Keine Heilung für Retinopathia pigmentosa
Rund 30.000 bis 60.000 Menschen leiden in Österreich und Deutschland an der Netzhauterkrankung "Retinopathia pigmentosa". Diese erbliche Krankheit führt bei 30 Prozent der Betroffenen zur Erblindung, für die es noch keine Heilung gibt. Die Grazer Wissenschaftler rücken der Retinopathia pigmentosa nun zu Leibe: "Mit der Entwicklung und dem Einsatz aktiver Implantate wird in der Augenheilkunde ein völlig neues Kapitel aufgeschlagen", macht Andreas Wedrich, Vorstand von der Grazer Universitäts-Augenklinik, bewusst. Ziel ist es, dem Patienten die Orientierung in fremder Umgebung zu erleichtern. Die Patienten werden im Forschungszentrum "Artificial Vision Center", einem neuartigen Sehlabor, nach einem, auch im internationalen Vergleich, völlig neuartigen Konzept behandelt.
Chip stimuliert Netzhaut
Eine Chipimplantation schafft zunächst die technischen Voraussetzungen zum Sehen. Das Retina-Implantat ist der erste Schritt in Richtung Orientierungssinn. Mithilfe elektrischer Reizungen wird die Netzhaut stimuliert, um so Lichtwahrnehmungen hervorzurufen. Sie ersetzen die fehlenden Photorezeptoren. Ein kleiner Kamerachip, der an einer Brille montiert ist, nimmt die Bildinformation auf. Sie wird über ein Kabel zu einem Pocketprozessor umgeleitet, der irgendwo an der Kleidung des Blinden befestigt ist. Dort wird die Bildinformation umgewandelt, reduziert und mit einem Retina-Encoder zu Stimulationsbefehlen umgearbeitet. Diese Information wird wieder an die Brille geleitet und von dort über Infrarot an das Auge gesendet. Das Retina-Implantat empfängt die Daten, wandelt sie in elektrische Impulse um und gibt sie an den Stimulationsteil der an der Netzhaut fixiert ist, weiter. Mit diesem System sind die "technischen Voraussetzungen" geschaffen, Lichtsignale zu erkennen.
Gehirn lernt, die Reize zu erkennen
Anschließend wird mit einem durchgängigen Trainingsprogramm und neu entwickelten Sehtests den Patienten der Umgang mit dem neuartigen Sehen vermittelt. Der Erfolg des neu gewonnen Sehens ist abhängig vom anschließenden Trainingsprogramm." Mit dem Einsetzen eines Netzhautimplantats beginnt für die Patienten eine neue Herausforderung: Da die elektrische Reizung der Netzhaut völlig neu ist, muss das Gehirn erst lernen, diese Reize zu einem sinnvollen Bild zusammenzufügen", beschreibt Michaela Velikay-Parel die Problematik. Sie hat mit ihrem Team das Trainingsprogramm entwickelt. Bislang gab es in der Augenheilkunde keine geeigneten Testmethoden, um die Verbesserung dieses neuen Sehens und deren praktische Bedeutung überprüfen zu können. Die neuen Tests wurden mit dem Ziel entwickelt, zunächst die Werte vor der Implantation und dann den Verlauf der Sehentwicklung mit dem Implantat zu ermitteln.
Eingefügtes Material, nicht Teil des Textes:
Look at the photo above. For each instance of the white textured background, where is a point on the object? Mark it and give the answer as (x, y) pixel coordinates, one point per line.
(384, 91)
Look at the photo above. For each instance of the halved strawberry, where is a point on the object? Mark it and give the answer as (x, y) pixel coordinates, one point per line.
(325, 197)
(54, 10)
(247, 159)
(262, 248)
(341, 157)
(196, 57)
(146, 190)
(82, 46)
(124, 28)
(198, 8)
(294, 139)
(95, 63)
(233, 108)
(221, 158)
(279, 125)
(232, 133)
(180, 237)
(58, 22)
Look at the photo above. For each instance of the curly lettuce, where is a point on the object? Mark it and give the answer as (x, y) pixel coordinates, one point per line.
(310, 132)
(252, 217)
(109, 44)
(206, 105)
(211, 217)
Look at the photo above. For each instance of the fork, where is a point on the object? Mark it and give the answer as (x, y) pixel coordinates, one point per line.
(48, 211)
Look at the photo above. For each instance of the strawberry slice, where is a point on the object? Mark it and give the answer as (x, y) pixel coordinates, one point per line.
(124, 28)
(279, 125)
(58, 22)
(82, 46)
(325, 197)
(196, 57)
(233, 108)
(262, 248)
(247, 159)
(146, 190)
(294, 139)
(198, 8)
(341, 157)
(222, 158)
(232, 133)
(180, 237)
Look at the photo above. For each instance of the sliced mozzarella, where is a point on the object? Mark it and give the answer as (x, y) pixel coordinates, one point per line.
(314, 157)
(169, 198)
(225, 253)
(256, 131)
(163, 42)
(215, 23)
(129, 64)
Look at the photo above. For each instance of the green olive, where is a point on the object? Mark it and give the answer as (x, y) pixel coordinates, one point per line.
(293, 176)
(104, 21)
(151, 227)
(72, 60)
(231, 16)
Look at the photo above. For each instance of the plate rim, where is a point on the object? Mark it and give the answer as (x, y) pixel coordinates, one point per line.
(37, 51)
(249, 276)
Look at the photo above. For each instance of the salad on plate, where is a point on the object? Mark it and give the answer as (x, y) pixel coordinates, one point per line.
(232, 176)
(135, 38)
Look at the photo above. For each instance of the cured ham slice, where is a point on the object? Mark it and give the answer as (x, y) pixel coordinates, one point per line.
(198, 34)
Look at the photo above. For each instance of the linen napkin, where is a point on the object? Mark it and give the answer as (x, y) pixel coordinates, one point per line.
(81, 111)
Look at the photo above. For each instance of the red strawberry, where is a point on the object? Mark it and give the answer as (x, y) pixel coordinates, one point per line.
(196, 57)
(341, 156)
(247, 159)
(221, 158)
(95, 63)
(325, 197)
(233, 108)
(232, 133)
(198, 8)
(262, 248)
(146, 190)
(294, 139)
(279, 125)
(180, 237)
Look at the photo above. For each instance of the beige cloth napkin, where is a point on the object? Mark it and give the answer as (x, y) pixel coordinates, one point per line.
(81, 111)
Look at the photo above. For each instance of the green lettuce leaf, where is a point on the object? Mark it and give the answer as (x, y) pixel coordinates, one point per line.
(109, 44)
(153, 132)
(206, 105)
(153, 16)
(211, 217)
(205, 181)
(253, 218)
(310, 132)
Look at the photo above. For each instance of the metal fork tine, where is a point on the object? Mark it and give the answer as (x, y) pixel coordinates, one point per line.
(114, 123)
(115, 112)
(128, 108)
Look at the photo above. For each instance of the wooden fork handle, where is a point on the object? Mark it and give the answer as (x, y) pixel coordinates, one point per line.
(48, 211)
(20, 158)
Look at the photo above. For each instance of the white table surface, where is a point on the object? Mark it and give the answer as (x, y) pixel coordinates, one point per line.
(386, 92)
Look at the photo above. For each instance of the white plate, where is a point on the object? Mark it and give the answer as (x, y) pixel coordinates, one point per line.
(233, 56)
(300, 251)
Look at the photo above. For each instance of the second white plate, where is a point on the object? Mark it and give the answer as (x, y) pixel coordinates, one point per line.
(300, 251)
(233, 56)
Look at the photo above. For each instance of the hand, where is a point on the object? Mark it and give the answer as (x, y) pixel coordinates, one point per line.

Neue individuelle Seheindrücke
Die elektrischen Reize müssen individuell an jeden einzelnen Patienten angepasst werden, um eine optimale Information zu liefern. Dafür ist eine mehrstufige Trainingsphase notwendig: Zuerst wird das Erkennen von Lichtpunkten und einfachen Mustern trainiert. Für den Blinden entsteht dadurch ein Seheindruck im zweidimensionalen Raum. Die Überprüfung der Sehleistung erfolgt anhand eines neuen Testsystems, in dem an eine große Wand Punkte oder Muster projiziert werden. Die weiteren Übungsschritte dienen der Erfahrung des dreidimensionalen Raums. Blinde Menschen besitzen ein besonders gutes Vorstellungsvermögen und können durch Ertasten Gegenstände gut erkennen. So bringen implantierte Menschen die ertastete Erfahrung mit den neuen Seheindrücken in Zusammenhang. Dadurch gewinnt das neue Sehen für den Blinden eine praktische Bedeutung. Mit dem Erkennen von Licht und Umrissen gewinnt ihre Unabhängigkeit enorm.